Set in Nazi Germany, this is the story of a nineteen year old Jewish girl forced to help her family survive by working in a Nazi war office. Surprisingly, she finds herself falling in love with a Nazi officer. It’s a complicated, torturous and beautiful story about principals, love and the trappings of war. If you love historically accurate fiction, you won’t be disappointed. And, if you are, don’t tell me because I loved this book. Like, a lot. So don’t tell me if you hate it. Just pretend that you did.
I can’t tell you anything about this book because I will ruin it. Read it because it will have you going UNTIL THE VERY LAST WORD ON THE VERY LAST PAGE. And, because Moretti writes thriller books like no one else. She’s better than Gillian Flynn. Hand to God, I’m not lying. Now, go read this book immediately. Good. Glad we understand each other.

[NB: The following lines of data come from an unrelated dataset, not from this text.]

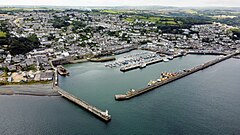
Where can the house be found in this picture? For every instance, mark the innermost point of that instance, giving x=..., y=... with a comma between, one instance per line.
x=46, y=76
x=12, y=68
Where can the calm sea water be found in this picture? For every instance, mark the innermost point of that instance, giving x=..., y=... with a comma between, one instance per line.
x=206, y=102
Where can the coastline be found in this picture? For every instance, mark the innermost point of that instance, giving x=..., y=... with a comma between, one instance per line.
x=30, y=90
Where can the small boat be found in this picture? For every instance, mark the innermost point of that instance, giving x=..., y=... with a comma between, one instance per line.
x=165, y=60
x=143, y=65
x=170, y=58
x=151, y=82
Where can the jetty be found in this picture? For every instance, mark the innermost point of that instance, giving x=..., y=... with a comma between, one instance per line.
x=139, y=65
x=133, y=93
x=62, y=71
x=103, y=115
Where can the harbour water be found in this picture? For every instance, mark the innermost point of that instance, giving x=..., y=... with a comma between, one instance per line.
x=206, y=102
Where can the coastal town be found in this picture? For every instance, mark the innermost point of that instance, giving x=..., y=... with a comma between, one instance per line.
x=102, y=66
x=73, y=36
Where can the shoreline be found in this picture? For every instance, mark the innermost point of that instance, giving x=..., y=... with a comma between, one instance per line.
x=29, y=90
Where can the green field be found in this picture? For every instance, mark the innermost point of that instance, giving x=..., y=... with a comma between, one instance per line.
x=154, y=19
x=116, y=11
x=3, y=34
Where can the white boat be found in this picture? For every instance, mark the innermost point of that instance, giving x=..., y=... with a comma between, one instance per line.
x=143, y=65
x=165, y=60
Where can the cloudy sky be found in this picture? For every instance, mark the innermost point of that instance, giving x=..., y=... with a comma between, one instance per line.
x=228, y=3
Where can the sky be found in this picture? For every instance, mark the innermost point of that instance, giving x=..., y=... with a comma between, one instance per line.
x=178, y=3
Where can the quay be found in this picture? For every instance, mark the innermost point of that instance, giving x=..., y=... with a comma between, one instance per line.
x=135, y=66
x=97, y=112
x=133, y=93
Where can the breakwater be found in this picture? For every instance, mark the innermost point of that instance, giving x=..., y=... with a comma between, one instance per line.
x=133, y=93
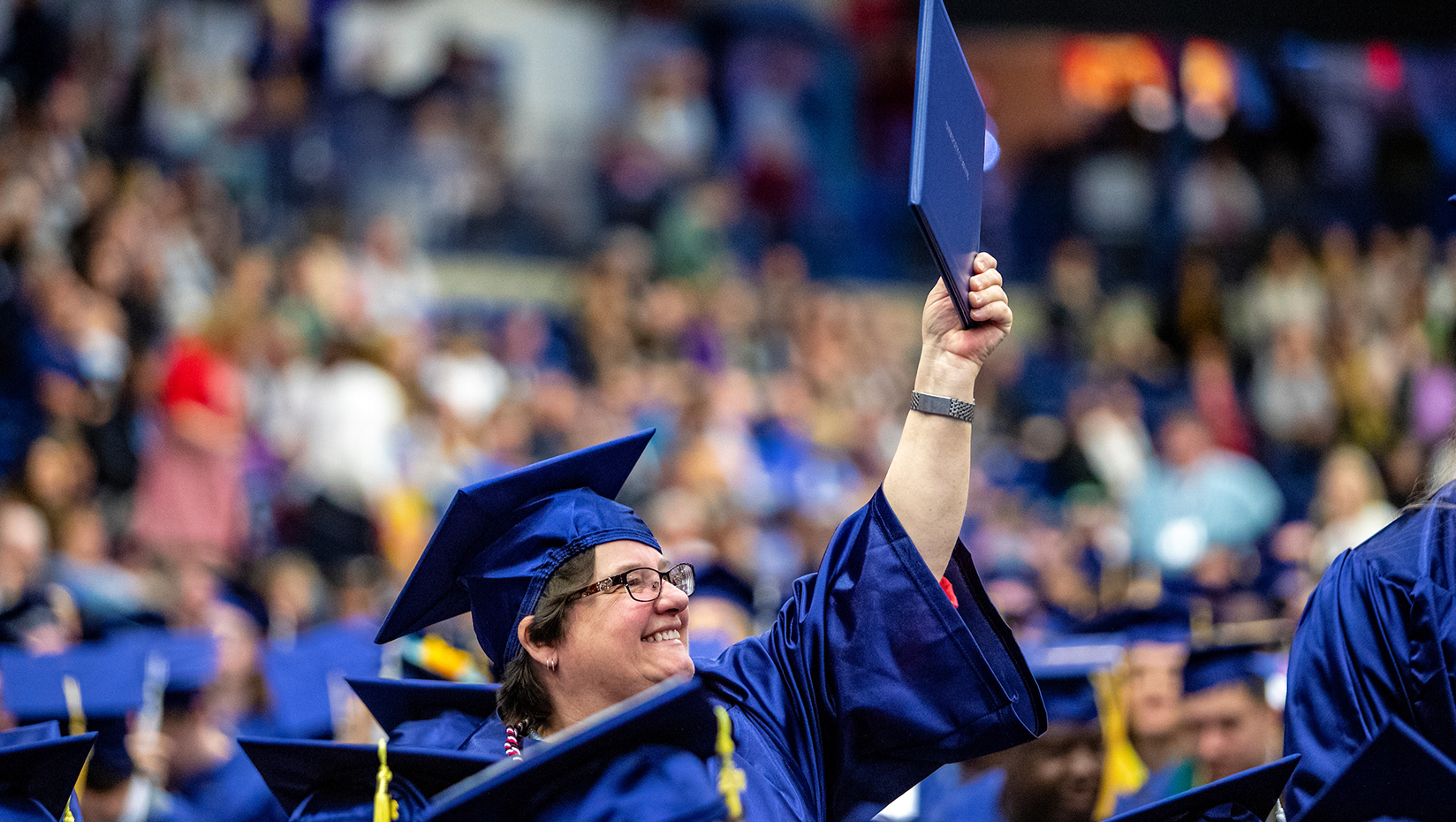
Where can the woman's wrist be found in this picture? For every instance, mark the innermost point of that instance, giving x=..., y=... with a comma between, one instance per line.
x=947, y=375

I’m not going to lie: this one is a tough, tough read. But, holy hell, is it riveting. RI-VET-ING. The story opens in 2004 Columbine, Colorado just prior to the shootings in the high school. It’s a fictional account of a husband and wife who are completely and utterly undone by the vicious actions of Dylan Klebold and Eric Harris. Transcripts, interviews and actual victims’ names are woven into this unbelievable story of perseverance and tragedy. You might need a bottle of wine for this one….or four. It’s a great read, though, I promise.
Elin Hilderbrand novels
Because she’s written 21 of them and I’ve read most of them, I simply cannot choose one to tell you to read. All of her books are set on the tiny island of Nantucket and include characters that are textured, flawed and real. If I had to choose a few favorites, I’d pick Summerland, Silver Girl and the one I just finished, A Perfect Couple. Also? Elin is one of the authors I regularly embarrass myself in front of: she’s grace under fire whenever I attend one of her books signings. Ahem.
So, pour yourself a cup of coffee, curl up on the couch and enjoy the sounds of the bus squeal wheeling away as you celebrate surviving another summer with kids. And, if you wind up ordering pizza because one of these books kept you from cooking dinner, I won’t judge.